In fact, according to the Investment Company Institute, since their inception, money invested in ETFs has expanded to over $250 billion dollars.
ETFs imitate an index or focus on a particular industry or country. What makes them different than mutual funds is that ETFs are traded like stocks. Rather than having an opportunity once each day to buy, ETFs are traded 24/7. Their price is determined by the supply and demand of the fund itself, not necessarily the contents of the fund.
In sharp contrast to the growing popularity of ETFs, bonds have always had a somewhat lifeless existence, at least in the eyes of most investors. Bonds aren’t fun or exciting, but for some, they are thought of as one of the most dependable investment vehicles out there.
Clearly, bond ETFs are catching on, but what makes them so fascinating?
Bond ETFs carry with them a great deal of transparency that hasn’t been experienced by many bond fund investors previously. The added knowledge of a bond’s accurate amount, with the ability of public trading, is new to many bond fund investors.

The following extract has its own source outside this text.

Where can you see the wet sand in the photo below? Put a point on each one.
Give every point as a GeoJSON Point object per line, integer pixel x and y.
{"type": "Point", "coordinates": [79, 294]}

As with most investments, each product and investment strategy is meant for a particular investor. But bond ETFs offer a new, and surprisingly refreshing look at an old mainstay. As with all investments, they have their pros and cons, but if you’re looking for a tool that has added convenience, along with the bond characteristics, then a bond ETF could be the right choice.
Diversification looks to reduce risk by placing your investment bucks into all different asset classes to add balance to your portfolio. However, using this methodology does not guarantee against losing in a declining market.